Von dieser feineren Art, berühmt zu sein, gibt auch der Maler Rufino Tamayo (1899-1991) Zeugnis. Ebenfalls zapotekischer Herkunft, stellte er sein Werk in die Traditionen seines Landes und Oaxaca verdankt ihm eines der schönsten Museen Mexikos, das Museo del Arte Prehispanico de Mexico Rufino Tamayo. Nur ein Bruchteil der Zeugnisse vorkolonialer Kulturen konnte vor der Zerstörung durch die spanischen Eroberer bewahrt werden. Das Museum birgt Tamayos beeindruckende Sammlung von Stücken indianischer Vergangenheit. Als zeitlose wie originale Kunstwerke präsentiert und arrangiert, befreit er die magischen Steine aus ihrer üblichen musealen Inhaftierung und verleiht deren Energie und Schönheit eine würdige Stimme.
Oaxacas Kultur wehrt sich gegen Resignation und Vereinnahmung, schafft sich Raum und öffnet Türen. Das kommunale Kulturzentrum und zahlreiche kleine Galerien geben den ansässigen Künstlern einen Ort für Begegnung und Mitteilung. Die Galerie Arte Cocodrilo beispielsweise zeigt nicht nur provokante, raumgreifende Ausstellungen, sondern unterhält eine offene Druckwerkstatt sowie eine Internetplattform zur politischen Information. 1988 gründete Toledo das Instituto de Artes Gráficos mit einer Sammlung von mehr als 9000 Grafiken und 1996 entstand das Centro Fotográfico Álvarez Bravo mit Ausstellungssälen, Arbeits- und Ausbildungsstätten, Biblio- und Mediathek. Im Museo de Arte Contemporaneo de Oaxaca, internationalen Künstlern ebenso wie jenen der Region offen, verarbeiten die jungen mexikanischen Künstler Enrique Jezik und Iván Edeza in großen Installationen die jüngsten Ereignisse ihres Landes, erzählen unpathetisch von sozialer Zersplitterung und Gewalt. Edezas Videoloop Escuela Oaxaqueña zum Beispiel dokumentiert subversiv den temporären Sieg der Farbenindustrie über Oaxacas street art.
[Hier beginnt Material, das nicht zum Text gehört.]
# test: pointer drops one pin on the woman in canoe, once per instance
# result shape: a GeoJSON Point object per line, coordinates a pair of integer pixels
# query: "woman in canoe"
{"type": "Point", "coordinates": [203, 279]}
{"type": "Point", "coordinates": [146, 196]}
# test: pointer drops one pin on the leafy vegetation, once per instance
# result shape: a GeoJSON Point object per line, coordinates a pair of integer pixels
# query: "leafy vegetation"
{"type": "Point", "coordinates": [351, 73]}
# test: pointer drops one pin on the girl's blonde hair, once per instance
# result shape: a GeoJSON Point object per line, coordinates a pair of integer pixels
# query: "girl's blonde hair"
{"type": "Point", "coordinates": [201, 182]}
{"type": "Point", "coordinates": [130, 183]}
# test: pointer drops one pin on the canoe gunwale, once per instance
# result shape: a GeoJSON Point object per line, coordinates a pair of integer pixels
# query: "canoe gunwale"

Die Kunst in Oaxaca ist tief und kräftig. Sie bedarf keiner Neudefinition. Als Ritual wird sie zu einer Quelle im Kampf um Selbstbehauptung eines unterdrückten Wir. Das Gedächtnis an Tradition verbindet sich mit kritischer Reflexion zu Formen, die ein Erinnern der Zukunft und eine Bewusstheit des Augenblicks ermöglichen. Momente aufkommender Verzweiflung werden schöpferisch verwandelt. Wie der Oaxaqueño mit dem programmatischen Künstlernamen Boris Spider, der den Kindern der Stadt das Überleben mit Kunst und vice versa lehrt. Und der mit keinen Mitteln und viel Phantasie aus seiner Hütte in einer von Oaxacas Favelas einen bunten Palast zaubert. Jener palacio ist offener Ort für Fiestas ohne Ende.
Während bei Spider vor einer zur Palastwand umfunktionierten Barrikade – eine Kopie von Picassos Guernica – noch ausgelassen getanzt wird, laufe ich durch die sonntagmorgendlich leeren Straßen. Plötzlich beginnen die Häuserwände wieder zu sprechen, ich erblicke taufrische Graffiti. Jaguare lassen sich nicht dressieren. Möge sich „Folklore“ weltweit erheben und international solidarisieren. Für eine Emanzipation von den neokolonialen Dompteuren.